Naast het gebruik van een erkend softwarepakket moet aan nog een aantal voorwaarden worden voldaan om in aanmerking te komen voor de geïntegreerde praktijkpremie. Uiteraard moet de huisarts of huisarts-in-opleiding effectief actief zijn in het kader van de ziekteverzekering. Een huisarts-in-opleiding die zijn activiteit start in het premiejaar, moet enkel zijn Riziv-nummer als bewijs doorgeven om de premie te ontvangen. Een huisarts die minder dan vijf jaar een Riziv-nummer heeft, moet ingeschreven zijn bij de georganiseerde wachtdienst. Een huisarts die langer dan vijf jaar actief is, moet in het premiejaar minstens 25 000 euro aan prestaties hebben aangerekend aan de verplichte ziekteverzekering en dient uiteraard ook ingeschreven te zijn in de georganiseerde wachtdienst.
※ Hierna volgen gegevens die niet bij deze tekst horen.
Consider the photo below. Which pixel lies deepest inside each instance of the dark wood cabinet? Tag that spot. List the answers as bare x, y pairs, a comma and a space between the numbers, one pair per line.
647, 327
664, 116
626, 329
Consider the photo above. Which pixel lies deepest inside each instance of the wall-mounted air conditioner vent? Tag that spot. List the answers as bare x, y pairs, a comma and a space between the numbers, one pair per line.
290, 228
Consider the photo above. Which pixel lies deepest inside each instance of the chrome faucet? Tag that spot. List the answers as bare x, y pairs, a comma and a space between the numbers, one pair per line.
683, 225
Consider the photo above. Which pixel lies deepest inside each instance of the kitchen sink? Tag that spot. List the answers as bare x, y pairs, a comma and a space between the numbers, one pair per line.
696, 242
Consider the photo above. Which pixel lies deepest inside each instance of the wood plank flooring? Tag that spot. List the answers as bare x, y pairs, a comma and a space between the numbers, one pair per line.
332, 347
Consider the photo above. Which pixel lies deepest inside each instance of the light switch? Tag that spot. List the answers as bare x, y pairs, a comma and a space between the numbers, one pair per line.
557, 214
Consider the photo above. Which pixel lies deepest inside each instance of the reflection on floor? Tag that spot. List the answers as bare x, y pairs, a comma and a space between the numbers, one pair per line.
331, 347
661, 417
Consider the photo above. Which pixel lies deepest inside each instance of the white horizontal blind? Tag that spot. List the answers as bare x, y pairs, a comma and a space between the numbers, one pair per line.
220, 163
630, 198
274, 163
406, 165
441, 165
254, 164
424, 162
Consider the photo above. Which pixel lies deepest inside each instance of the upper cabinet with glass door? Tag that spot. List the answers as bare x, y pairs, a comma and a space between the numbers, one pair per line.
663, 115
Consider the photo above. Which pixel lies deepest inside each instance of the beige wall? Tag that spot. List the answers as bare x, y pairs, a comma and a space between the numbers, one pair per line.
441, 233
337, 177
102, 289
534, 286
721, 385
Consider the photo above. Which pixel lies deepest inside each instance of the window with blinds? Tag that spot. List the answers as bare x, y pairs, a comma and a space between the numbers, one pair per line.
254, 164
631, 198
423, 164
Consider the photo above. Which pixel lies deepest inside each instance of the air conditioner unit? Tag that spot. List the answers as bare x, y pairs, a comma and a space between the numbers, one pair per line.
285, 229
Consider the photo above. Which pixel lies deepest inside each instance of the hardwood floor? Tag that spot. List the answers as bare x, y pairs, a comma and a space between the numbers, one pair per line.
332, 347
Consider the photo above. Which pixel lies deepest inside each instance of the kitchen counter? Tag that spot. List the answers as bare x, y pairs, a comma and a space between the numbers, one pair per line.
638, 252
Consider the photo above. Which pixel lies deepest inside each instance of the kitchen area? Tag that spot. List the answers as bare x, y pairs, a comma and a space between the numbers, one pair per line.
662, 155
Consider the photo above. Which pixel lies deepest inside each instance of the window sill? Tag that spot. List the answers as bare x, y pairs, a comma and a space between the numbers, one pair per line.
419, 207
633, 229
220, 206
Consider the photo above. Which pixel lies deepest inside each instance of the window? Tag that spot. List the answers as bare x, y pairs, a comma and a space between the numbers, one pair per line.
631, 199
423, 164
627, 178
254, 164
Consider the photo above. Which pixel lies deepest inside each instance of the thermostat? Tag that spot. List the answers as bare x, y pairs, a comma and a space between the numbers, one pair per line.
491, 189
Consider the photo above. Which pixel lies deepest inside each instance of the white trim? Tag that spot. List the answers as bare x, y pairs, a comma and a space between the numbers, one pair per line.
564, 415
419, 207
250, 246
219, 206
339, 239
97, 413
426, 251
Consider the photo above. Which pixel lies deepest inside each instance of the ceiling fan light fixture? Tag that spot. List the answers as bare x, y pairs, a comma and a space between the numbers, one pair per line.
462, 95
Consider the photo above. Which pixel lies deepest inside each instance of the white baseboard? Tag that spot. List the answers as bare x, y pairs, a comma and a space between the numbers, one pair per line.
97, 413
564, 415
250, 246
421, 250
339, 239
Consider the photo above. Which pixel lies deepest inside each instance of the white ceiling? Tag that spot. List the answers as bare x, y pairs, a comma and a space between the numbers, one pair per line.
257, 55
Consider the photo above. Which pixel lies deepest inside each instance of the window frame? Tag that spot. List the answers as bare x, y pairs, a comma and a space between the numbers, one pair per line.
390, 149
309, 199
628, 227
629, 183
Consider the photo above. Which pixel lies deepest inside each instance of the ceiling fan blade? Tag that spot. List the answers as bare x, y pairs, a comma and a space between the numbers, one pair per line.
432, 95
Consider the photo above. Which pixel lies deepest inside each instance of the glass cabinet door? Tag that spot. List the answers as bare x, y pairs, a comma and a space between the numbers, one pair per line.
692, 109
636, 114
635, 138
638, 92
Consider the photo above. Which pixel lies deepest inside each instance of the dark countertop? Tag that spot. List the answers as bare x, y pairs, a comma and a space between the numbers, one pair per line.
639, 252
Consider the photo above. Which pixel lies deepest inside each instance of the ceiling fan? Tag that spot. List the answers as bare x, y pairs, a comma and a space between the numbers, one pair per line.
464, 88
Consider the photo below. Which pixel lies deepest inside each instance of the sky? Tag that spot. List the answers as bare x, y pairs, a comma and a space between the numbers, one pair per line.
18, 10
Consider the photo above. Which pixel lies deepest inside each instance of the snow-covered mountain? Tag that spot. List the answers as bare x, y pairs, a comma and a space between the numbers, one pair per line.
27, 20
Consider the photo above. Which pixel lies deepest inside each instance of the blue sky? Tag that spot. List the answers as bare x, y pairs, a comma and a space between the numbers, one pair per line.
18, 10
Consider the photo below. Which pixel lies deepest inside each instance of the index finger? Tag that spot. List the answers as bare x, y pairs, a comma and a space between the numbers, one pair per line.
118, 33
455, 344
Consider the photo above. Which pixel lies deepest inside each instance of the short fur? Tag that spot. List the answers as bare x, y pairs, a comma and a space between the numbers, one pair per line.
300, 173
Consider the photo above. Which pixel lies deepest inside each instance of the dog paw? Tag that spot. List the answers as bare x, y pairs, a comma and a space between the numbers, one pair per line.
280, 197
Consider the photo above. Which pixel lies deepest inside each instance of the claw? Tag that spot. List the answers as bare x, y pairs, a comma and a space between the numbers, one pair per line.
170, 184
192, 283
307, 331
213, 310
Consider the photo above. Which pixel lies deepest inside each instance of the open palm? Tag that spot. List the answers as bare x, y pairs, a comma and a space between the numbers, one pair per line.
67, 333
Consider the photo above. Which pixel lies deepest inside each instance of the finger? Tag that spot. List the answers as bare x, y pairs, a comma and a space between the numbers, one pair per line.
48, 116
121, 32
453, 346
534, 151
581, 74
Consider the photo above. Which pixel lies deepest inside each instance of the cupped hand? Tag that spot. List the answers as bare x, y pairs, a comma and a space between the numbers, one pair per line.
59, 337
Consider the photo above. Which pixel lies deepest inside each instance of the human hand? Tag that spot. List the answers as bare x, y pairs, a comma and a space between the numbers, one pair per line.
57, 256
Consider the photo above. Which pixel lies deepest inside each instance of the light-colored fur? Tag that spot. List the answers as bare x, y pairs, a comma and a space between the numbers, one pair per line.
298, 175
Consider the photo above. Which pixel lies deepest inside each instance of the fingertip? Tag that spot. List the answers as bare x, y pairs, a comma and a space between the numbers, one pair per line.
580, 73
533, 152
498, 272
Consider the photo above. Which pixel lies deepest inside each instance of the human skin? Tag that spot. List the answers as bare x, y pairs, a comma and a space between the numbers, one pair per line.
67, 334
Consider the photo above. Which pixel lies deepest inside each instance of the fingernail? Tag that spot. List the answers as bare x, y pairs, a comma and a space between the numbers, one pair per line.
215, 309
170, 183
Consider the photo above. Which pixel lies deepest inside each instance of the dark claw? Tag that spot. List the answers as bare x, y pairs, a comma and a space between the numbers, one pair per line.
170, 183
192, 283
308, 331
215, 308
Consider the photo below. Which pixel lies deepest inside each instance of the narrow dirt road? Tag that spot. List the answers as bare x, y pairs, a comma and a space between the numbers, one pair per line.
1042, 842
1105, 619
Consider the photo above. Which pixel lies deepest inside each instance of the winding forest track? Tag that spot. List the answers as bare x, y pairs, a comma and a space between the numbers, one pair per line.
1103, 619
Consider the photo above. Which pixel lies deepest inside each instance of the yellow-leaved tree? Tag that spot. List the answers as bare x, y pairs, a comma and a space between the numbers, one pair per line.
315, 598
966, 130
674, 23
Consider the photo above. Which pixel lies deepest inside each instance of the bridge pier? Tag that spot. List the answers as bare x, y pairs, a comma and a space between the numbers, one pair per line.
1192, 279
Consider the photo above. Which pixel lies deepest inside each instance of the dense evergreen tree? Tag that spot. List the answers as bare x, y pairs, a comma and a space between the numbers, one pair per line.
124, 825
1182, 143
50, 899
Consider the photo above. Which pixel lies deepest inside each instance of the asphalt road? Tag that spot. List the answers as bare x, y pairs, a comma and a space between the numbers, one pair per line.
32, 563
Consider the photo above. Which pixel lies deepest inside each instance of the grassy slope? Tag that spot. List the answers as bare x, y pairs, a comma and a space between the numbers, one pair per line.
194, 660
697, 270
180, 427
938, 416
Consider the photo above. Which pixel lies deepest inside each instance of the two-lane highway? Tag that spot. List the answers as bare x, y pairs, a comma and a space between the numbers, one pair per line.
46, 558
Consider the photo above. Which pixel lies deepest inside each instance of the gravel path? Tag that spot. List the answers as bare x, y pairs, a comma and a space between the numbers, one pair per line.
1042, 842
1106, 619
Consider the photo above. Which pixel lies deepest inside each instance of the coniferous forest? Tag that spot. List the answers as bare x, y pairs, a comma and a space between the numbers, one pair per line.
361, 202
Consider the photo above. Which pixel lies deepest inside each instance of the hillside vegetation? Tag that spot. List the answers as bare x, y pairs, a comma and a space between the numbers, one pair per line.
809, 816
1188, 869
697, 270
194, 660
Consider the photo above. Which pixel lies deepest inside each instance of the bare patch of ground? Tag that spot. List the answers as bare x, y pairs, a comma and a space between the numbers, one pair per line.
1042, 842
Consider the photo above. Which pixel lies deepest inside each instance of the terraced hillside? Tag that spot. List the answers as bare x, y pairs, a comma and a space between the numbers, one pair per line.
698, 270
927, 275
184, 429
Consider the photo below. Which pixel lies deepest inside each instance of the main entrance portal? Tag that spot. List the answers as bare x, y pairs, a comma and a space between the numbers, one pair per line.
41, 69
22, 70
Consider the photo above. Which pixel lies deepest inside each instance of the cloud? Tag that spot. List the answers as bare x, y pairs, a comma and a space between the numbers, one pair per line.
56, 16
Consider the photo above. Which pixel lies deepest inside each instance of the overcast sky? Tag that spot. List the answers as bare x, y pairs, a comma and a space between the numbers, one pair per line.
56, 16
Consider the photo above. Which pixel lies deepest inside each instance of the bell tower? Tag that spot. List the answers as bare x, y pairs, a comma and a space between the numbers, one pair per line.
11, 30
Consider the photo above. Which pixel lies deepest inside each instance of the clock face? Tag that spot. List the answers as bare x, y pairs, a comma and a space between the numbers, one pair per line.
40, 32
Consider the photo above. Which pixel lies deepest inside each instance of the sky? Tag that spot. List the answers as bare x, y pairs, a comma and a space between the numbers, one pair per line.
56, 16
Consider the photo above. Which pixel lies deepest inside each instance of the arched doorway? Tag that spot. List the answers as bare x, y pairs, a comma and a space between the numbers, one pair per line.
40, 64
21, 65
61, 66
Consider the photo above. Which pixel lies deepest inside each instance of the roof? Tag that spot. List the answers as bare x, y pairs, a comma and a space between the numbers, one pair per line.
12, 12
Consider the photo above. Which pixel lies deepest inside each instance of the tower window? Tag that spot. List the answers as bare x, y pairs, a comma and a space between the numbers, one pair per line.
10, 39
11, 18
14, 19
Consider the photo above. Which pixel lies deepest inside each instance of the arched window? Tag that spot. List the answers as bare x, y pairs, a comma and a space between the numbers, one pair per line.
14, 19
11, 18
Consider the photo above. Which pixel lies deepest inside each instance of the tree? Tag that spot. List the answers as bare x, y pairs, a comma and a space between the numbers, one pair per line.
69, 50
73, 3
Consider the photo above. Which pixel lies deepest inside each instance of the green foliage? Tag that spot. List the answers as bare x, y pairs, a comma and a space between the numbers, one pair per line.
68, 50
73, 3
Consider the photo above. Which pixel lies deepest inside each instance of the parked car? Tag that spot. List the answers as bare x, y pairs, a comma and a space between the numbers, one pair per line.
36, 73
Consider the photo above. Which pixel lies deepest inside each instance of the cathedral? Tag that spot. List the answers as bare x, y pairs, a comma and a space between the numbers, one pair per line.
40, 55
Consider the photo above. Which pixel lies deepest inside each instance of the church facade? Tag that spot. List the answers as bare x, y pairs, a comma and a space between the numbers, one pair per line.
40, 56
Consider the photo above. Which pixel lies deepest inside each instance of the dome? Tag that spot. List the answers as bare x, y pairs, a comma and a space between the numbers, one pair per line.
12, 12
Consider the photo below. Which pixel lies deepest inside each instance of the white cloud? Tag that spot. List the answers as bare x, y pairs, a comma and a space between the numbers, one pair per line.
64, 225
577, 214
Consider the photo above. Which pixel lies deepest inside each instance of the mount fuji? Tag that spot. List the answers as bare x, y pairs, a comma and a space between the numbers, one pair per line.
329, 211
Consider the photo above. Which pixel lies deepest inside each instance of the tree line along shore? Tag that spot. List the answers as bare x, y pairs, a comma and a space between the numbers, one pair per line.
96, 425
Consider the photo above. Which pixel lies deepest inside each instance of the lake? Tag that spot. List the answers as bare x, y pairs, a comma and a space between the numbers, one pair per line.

De hoogte van de geïntegreerde praktijkpremie wordt bepaald door het gebruik van bepaalde e-diensten. Hoe vaker die worden gebruikt, hoe hoger de premie. Hieronder vallen bijvoorbeeld het versturen van geneesmiddelenvoorschriften via Recip-e, de aanvraag van terugbetaling van geneesmiddelen hoofdstuk IV via MyCarenet of de registratie van een geïnformeerde toestemming voor een GMD via het eHealth-platform.